05-02-2011, 05:15 PM
MilesAhead

Keys Only DB?

I have only programmed access to db engines on occasion.
But someone asked a question that sounded like a "worst case
scenario" for a db engine. Namely the person has a word list,
like a spelling dictionary. Due to lack of maintanence it
has grown large with many duplicates. Since usually one thinks
of looking up a chunk of data by the key, it would seem that a
"keys-only database" would be slow and unwieldy. Have you run
across a similar application? The dictionary is a flat text
file with a word per line. The size has grown many times that
of physical ram on the machine. Therefore attempting to sort
as a means to remove duplicates would take days if not weeks of
merge sort.

Do you have any suggestions or approaches? I assume the person is running Windows XP. I suggested a Windows port of the Linux sort commands. Started off fine but after 6 or 7 days and still churning the user gave up and killed it. :)
05-02-2011, 07:34 PM
skhanal

Can you try to run sort on a chunk of data instead of trying to do it over the complete set?
05-03-2011, 01:09 AM
MilesAhead

I appreciate the idea. Mostly I'm posting because I'm convinced at some point somebody must have done a study in this worst case that gives an idea of the overhead. Say if one added all the keys to a db if it would be 2x or 3x or 4x the size of the original raw data etc..

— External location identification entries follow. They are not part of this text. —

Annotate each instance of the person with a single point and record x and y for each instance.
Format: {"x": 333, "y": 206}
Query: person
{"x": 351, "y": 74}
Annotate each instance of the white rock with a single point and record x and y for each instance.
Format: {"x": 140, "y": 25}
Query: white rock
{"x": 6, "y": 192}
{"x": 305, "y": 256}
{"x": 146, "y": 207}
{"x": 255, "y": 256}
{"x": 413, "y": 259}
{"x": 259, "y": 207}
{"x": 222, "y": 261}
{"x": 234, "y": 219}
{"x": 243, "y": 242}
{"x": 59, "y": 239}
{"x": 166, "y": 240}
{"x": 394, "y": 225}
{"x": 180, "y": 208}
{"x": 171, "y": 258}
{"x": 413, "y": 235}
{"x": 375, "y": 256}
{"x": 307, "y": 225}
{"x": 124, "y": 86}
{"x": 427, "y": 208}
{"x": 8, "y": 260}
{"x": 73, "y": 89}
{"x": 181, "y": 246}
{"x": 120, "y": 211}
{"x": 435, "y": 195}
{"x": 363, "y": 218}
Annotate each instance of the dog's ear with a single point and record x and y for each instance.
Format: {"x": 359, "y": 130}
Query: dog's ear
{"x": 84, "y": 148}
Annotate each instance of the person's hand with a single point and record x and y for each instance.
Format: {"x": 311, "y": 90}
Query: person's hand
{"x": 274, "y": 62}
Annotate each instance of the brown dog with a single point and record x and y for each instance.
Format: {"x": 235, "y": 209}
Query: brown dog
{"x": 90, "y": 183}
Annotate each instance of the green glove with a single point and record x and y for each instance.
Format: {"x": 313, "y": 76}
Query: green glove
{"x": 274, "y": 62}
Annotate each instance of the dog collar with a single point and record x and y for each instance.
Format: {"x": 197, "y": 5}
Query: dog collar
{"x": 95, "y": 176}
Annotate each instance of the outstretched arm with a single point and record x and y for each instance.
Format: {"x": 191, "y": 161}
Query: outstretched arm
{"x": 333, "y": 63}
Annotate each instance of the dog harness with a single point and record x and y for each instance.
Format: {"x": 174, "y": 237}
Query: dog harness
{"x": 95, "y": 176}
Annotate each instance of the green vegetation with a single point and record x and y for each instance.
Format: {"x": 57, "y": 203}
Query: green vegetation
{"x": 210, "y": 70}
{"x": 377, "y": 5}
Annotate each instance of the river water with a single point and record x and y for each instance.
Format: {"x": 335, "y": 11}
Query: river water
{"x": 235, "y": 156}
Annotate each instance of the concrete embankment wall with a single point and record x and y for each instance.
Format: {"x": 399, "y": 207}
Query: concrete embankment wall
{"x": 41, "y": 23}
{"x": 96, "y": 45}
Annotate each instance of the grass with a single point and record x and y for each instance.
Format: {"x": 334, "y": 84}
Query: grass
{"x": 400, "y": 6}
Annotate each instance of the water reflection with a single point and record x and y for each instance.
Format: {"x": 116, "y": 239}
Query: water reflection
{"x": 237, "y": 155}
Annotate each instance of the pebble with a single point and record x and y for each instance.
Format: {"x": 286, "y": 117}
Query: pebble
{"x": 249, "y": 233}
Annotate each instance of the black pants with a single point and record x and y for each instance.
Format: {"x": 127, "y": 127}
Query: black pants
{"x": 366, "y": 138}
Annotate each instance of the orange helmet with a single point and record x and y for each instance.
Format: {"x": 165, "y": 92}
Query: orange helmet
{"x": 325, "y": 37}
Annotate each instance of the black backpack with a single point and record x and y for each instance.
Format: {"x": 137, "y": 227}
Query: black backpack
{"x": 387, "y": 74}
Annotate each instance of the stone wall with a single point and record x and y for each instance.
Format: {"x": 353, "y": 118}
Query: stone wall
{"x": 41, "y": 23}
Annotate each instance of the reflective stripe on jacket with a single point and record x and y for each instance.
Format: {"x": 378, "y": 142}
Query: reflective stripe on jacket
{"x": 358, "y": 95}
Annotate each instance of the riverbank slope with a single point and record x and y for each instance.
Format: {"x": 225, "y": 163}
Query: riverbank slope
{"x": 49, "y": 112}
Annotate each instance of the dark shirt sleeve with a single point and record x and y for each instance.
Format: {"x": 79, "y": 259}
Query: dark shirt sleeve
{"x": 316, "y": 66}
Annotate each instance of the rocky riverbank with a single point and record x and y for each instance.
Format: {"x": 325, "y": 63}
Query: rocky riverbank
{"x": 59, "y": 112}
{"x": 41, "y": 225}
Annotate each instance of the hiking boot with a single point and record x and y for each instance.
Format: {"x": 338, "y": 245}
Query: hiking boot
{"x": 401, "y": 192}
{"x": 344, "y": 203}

I mean Codd did this stuff decades ago. Somebody must have at least some paramaters how inefficient it would be. Everyone thinks add it to a db and it will automatically be fast and efficient. But there must be some criteria where a db is actually worse than just writing a hack.
05-04-2011, 12:25 AM
Gil-Galad

Petenltially use hashing to create subsets, and look at these seperately? As duplicates would have the same hash you would be guaranteed that they would be in the same partition.